Герр Фассбиндер вышел из своего кабинета и увидел, что я плачу.
– Ты расстраиваешь других девушек, – сказал он, и тогда я заметила, что некоторые из них смотрят на меня сквозь стекло, отделявшее мой стол от цеха. – Иди сюда.
Я прошла в его кабинет и села за стол, где обычно писала под диктовку.
Герр Фассбиндер не стал притворяться, что не знает о вчерашних Aussiedlung. И он не убеждал меня не лить слез, а вместо этого протянул свой носовой платок.
– Сегодня будешь работать здесь, – сказал герр Фассбиндер и оставил меня, закрыв за собой дверь.
Пять дней я была ни жива ни мертва на работе и как призрак бродила по дому, молча прибирала за отцом, который ничего не ел и не разговаривал.

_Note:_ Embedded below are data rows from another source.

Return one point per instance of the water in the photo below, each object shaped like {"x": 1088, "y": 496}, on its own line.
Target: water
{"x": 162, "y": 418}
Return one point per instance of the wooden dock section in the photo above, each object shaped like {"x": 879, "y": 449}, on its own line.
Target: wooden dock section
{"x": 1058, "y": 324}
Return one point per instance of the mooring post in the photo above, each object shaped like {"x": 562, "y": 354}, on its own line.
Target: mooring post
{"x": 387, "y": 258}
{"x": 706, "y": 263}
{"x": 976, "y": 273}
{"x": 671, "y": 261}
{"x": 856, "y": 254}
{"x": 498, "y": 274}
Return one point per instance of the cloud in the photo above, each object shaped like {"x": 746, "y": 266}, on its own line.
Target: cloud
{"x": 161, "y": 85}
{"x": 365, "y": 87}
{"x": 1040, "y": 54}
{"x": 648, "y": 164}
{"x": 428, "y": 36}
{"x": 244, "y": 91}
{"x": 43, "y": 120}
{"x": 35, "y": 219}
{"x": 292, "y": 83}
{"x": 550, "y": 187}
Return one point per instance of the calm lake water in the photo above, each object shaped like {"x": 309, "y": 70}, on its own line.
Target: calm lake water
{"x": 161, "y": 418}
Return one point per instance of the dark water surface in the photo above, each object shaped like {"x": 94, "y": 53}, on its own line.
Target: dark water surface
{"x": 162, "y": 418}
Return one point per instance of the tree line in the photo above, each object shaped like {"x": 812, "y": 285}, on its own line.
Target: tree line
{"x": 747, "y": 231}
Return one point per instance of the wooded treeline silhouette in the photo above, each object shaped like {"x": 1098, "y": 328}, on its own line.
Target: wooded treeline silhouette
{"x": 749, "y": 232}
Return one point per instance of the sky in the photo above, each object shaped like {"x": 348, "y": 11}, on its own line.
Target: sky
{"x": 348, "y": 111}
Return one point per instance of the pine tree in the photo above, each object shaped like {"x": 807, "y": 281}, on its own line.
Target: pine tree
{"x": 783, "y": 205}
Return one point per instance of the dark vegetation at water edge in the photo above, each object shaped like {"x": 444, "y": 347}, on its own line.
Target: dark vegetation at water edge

Бася кормила его бульоном с ложки, как Мейера. Я не представляла, как он справляется с работой в пекарне, наверное, его товарищи брали на себя то, чего он не мог сделать сам. И решить, что хуже – потерять мать в одно мгновение или терять отца постепенно, я тоже не могла.
Однажды вечером, возвращаясь домой с фабрики, я почувствовала за спиной чью-то тень, дышащую мне в затылок, как дракон, но, оборачиваясь, видела только оборванных соседей, которые спешили по домам, чтобы поскорее запереть за собой дверь и не пустить горе на порог. И все же меня не покидало ощущение, что за мной кто-то идет. Страх во мне рос, удваивался, учетверялся, заполнял весь мозг, разбухал, как дрожжевое тесто, если дать ему время. Сердце у меня бешено колотилось, когда я влетела в дом. После исчезновения матери, кузины и дяди дом вызывал какое-то скверное ощущение, будто мы в нем захватчики, а не гости.